OK, these scientists were friends visiting from out of town, but having company of any type prompts me to notice how dirty my house is. Since scientists were coming, I wondered where I fit on the bell curve of housecleaning. While I’m not at the “ready for hazmat” end, I’m not getting any commendations for cleanliness either. But then, I don’t actually recall ever getting any firm guidelines on how often — or how well — a house should be cleaned.
I suspect my mother never thought to give me instructions because she operates like a sort of perpetual motion machine. Rather than waste a movement, she cleans while she does everything else. In this way, she keeps her house in a constant state of cleanliness and never gains a pound. The downside is that cats do not even try to sit in her lap.
My other cleaning mentor was my former mother-in-law. She told me, “If I can’t see the dirt, I am under no obligation to remove it.” For a long time, I thought this was very sensible advice until I realized she was a short woman with failing eyesight.
I imagined that people who were paid to make objective observations might be less inclined to overlook dirt. One of our guests, Wolfgang, was not only a scientist, but German. I know I shouldn’t generalize (and I’m sure there are a lot of messy Germans) but I’ll admit imagining an Italian in my kitchen sounded less stressful.

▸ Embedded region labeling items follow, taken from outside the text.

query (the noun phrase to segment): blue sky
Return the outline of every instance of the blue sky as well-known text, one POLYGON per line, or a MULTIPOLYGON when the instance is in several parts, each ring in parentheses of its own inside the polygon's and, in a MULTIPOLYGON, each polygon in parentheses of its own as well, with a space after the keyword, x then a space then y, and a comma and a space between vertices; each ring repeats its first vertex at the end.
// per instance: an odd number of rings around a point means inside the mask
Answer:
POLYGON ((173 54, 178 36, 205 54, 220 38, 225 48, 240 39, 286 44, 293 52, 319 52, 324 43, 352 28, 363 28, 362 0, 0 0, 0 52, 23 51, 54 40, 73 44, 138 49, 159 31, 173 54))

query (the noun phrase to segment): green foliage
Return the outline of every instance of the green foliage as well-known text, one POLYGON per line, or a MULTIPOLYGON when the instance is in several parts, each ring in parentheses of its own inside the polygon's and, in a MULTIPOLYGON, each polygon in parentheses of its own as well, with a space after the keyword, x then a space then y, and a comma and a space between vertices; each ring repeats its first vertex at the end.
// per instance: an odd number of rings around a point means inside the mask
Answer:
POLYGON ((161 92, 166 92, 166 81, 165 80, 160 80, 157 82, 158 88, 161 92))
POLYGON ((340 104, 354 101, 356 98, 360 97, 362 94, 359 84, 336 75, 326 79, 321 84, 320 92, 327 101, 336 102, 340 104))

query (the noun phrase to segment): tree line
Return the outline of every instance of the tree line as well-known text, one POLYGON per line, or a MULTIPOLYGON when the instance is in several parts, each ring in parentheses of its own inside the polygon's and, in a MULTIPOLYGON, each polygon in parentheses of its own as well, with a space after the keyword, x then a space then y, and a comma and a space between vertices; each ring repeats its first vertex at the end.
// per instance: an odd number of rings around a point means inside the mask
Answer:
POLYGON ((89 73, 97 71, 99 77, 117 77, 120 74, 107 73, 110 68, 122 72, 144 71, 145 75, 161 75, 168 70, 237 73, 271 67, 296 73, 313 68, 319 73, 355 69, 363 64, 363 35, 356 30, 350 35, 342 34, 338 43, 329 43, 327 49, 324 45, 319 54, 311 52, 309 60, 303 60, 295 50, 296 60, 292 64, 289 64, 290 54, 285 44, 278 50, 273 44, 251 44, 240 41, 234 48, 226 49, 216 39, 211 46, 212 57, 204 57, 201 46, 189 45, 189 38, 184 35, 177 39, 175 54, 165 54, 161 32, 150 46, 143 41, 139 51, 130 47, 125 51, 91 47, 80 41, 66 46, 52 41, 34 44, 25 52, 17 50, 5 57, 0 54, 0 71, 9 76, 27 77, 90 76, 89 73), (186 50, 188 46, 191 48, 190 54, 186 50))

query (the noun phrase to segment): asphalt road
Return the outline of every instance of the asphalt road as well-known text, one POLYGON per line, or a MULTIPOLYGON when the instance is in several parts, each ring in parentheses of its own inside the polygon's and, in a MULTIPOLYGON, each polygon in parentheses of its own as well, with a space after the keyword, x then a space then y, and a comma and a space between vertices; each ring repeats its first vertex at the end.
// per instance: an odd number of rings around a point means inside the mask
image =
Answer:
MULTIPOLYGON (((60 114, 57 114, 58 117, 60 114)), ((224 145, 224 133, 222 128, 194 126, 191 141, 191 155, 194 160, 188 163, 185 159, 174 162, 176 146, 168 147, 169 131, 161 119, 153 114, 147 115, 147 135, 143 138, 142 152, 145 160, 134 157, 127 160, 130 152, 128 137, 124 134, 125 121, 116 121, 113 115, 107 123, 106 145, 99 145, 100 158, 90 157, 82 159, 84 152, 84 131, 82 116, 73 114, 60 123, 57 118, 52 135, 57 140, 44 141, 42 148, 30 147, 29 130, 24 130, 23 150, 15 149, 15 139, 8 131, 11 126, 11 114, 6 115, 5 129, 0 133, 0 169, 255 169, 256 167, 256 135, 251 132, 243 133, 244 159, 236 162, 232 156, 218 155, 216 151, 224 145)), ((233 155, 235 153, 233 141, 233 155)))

So, while I baked a peach pie, I decided to look at my kitchen through the eyes of a scientist.
Spoiler alert: I do not recommend this.
The first thing I did from my new science-based perspective was get down on my knees and look at my stove. This was a ghastly revelation.

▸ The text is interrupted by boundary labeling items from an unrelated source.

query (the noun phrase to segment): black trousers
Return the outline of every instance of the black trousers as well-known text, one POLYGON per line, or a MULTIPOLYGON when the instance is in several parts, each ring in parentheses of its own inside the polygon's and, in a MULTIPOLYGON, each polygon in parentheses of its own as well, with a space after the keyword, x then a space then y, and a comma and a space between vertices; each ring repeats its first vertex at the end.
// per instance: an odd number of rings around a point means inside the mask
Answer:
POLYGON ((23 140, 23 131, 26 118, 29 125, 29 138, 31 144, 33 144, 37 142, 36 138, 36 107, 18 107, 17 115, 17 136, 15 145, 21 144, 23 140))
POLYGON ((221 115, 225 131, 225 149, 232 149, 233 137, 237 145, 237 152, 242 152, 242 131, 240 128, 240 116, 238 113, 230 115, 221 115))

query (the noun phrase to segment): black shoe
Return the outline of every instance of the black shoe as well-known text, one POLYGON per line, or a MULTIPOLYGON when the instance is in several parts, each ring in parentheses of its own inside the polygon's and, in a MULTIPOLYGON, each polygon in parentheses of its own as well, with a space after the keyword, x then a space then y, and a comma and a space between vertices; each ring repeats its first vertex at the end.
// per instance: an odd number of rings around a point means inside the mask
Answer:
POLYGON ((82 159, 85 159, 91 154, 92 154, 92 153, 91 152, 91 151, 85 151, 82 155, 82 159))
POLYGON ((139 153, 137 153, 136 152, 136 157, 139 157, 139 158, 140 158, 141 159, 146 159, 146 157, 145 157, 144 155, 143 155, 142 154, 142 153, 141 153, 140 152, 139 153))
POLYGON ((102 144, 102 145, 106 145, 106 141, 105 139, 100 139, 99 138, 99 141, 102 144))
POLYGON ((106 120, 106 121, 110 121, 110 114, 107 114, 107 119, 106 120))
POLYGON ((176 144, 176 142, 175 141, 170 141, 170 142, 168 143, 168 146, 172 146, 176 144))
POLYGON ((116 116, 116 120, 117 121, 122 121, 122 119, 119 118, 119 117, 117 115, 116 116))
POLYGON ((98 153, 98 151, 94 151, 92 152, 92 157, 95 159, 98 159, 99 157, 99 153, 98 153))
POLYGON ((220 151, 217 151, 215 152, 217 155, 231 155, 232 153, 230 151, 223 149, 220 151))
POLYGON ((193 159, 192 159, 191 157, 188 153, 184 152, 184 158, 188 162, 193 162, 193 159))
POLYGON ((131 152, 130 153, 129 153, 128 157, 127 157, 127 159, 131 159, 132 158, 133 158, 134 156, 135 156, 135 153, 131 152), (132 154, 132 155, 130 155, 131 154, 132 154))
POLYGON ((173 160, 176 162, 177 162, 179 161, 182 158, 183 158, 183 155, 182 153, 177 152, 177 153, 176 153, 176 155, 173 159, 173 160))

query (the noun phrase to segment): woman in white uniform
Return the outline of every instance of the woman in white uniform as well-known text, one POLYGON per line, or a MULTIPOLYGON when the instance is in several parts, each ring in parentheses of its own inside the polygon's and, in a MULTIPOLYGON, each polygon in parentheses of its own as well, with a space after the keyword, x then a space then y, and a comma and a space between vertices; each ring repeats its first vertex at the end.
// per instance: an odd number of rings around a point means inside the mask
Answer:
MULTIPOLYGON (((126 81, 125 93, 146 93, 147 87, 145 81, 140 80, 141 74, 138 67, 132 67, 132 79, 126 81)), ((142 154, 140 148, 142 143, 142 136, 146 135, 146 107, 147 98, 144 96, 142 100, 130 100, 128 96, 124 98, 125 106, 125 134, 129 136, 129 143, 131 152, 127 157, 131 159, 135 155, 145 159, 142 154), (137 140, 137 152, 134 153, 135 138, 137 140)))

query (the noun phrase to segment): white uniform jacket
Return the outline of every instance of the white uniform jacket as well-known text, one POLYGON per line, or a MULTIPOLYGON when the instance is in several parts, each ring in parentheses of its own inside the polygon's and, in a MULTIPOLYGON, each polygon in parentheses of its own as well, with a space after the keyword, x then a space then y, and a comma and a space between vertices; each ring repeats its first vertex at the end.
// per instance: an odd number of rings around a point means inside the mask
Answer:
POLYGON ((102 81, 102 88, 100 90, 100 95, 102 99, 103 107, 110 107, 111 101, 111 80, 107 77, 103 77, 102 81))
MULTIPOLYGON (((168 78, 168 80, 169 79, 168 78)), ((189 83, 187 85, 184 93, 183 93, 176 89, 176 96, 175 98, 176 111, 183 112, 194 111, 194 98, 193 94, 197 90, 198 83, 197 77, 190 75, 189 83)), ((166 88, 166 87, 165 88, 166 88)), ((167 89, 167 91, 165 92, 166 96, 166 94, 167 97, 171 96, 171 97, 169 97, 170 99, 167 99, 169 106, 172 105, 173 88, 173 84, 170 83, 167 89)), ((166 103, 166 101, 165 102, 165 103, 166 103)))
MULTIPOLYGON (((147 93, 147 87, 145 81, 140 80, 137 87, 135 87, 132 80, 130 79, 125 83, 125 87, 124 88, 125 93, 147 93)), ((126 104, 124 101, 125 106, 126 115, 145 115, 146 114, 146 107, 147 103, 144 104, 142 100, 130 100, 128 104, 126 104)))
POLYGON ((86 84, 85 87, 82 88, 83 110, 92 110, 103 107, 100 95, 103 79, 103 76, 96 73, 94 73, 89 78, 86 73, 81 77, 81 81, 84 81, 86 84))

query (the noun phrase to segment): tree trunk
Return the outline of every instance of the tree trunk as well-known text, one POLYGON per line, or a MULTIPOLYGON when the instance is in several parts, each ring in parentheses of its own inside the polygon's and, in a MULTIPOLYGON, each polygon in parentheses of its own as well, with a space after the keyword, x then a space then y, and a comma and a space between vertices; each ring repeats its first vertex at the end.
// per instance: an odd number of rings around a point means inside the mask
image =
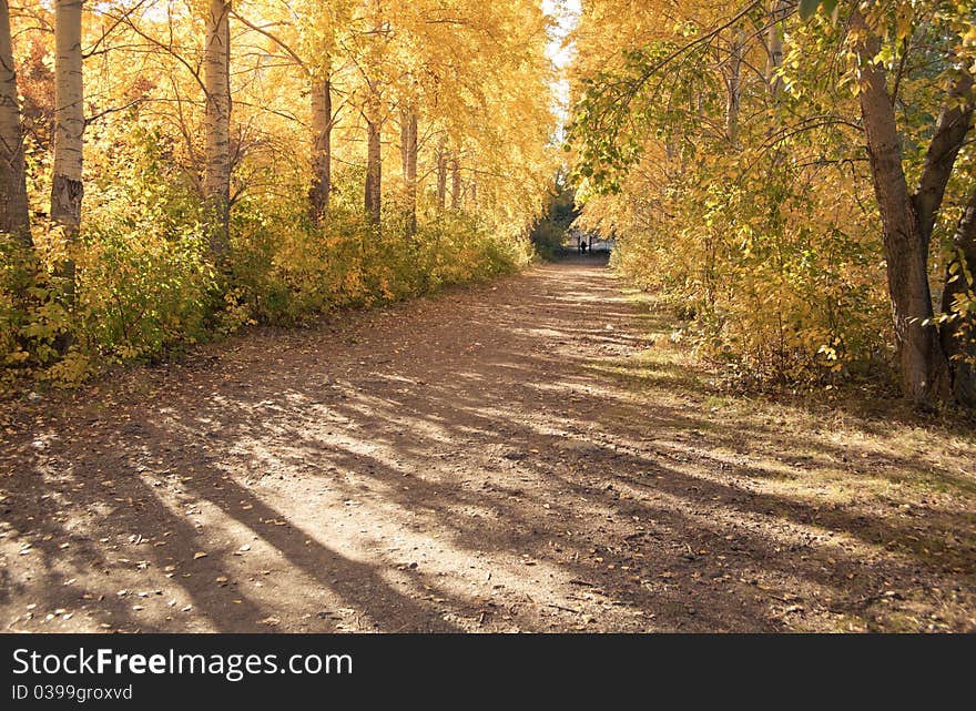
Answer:
MULTIPOLYGON (((57 0, 54 4, 54 166, 51 184, 51 220, 64 230, 69 243, 81 225, 82 136, 84 94, 81 57, 82 0, 57 0)), ((74 267, 67 265, 65 276, 74 267)))
POLYGON ((725 102, 725 138, 733 146, 739 145, 739 110, 742 105, 742 48, 745 33, 735 32, 729 55, 728 95, 725 102))
POLYGON ((13 235, 27 248, 32 246, 7 0, 0 0, 0 232, 13 235))
POLYGON ((959 220, 953 248, 942 293, 942 313, 955 318, 943 326, 942 345, 949 358, 956 400, 976 407, 976 314, 953 308, 956 301, 963 304, 976 298, 976 190, 959 220))
POLYGON ((766 38, 769 59, 766 60, 766 85, 773 103, 779 103, 783 93, 783 78, 779 75, 783 65, 783 20, 786 4, 783 0, 772 0, 770 3, 770 29, 766 38))
POLYGON ((318 224, 328 210, 332 190, 332 83, 312 80, 312 187, 308 214, 318 224))
POLYGON ((379 101, 375 97, 366 109, 366 215, 374 225, 379 224, 383 186, 383 122, 379 101))
MULTIPOLYGON (((866 33, 863 19, 861 30, 866 33)), ((861 64, 861 112, 882 219, 895 343, 902 366, 902 389, 917 405, 948 397, 948 364, 932 325, 928 255, 902 166, 894 106, 885 70, 874 64, 878 41, 871 34, 857 47, 861 64)))
POLYGON ((447 206, 447 150, 441 140, 437 148, 437 209, 444 212, 447 206))
POLYGON ((407 236, 417 234, 417 113, 403 112, 400 122, 400 156, 404 169, 404 190, 407 203, 407 236))
POLYGON ((203 187, 211 212, 211 252, 218 263, 226 261, 231 217, 231 28, 230 0, 210 0, 204 48, 206 88, 205 162, 203 187))
POLYGON ((457 153, 450 158, 450 209, 461 209, 461 165, 457 153))

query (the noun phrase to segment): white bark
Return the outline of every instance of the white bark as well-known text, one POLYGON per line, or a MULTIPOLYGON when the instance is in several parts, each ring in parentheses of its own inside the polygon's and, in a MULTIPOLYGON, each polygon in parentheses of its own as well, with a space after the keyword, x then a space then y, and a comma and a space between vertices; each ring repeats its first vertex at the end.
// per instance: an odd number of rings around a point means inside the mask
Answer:
POLYGON ((204 192, 215 220, 211 251, 217 260, 230 251, 231 204, 231 30, 230 0, 210 0, 204 47, 206 145, 204 192))
POLYGON ((78 235, 84 192, 82 3, 83 0, 55 0, 54 3, 54 167, 51 183, 51 220, 64 228, 69 240, 74 240, 78 235))
POLYGON ((23 132, 7 0, 0 0, 0 232, 12 234, 24 246, 31 246, 23 132))

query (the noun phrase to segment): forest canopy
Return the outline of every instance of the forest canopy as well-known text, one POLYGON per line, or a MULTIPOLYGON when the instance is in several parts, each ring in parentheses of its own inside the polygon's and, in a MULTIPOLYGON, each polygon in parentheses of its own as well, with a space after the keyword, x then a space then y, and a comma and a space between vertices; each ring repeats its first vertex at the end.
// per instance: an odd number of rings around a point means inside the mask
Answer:
POLYGON ((582 222, 734 370, 976 404, 967 1, 584 0, 582 222))
POLYGON ((6 377, 520 266, 556 165, 548 23, 530 0, 0 0, 6 377))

That stove was dirty in places I didn’t know there were places. I hadn’t even finished the stove when I noticed the toaster oven was full of crumbs. I didn’t really expect my scientist friends to go nosing around in the crumb tray, but how was I to know? We’d be chatting in the kitchen and one of them (Wolfgang probably) might become inquisitive and pull out the crumb tray — as a safety precaution perhaps.
I cleaned out the crumbs and scrubbed that sucker down for good measure. Then I remembered the microwave.
I’m not even sure I trust a person who has a clean microwave. I heat my coffee in the microwave and (since I am not technically awake before my first cup) I cannot be held responsible for spilled coffee. As it turned out, there was a lot — far more than my new, scientific criteria would allow.
After that, there was no stopping me. I cleaned under the canisters, scrubbed down the refrigerator, and attacked that troublesome spot behind the kitchen sink (how does that get so dirty?!) Finally, I was finished. The pie was baked. I was satisfied my kitchen could withstand scientific scrutiny. I saw a message on my phone.
“Hi Carrie, tried to reach you this morning,” (probably while I was cleaning out the crumb tray!) “Winter storms are coming and we’re going to drive back ASAP. Sorry we have to cancel dinner this evening.”
I was disappointed, of course, but we’re having my sister-in-law and her husband over tonight to eat the pie. My brother-on-law is also a scientist, but he never sets foot in the kitchen — his or anyone else’s — so I’m feeling pretty safe.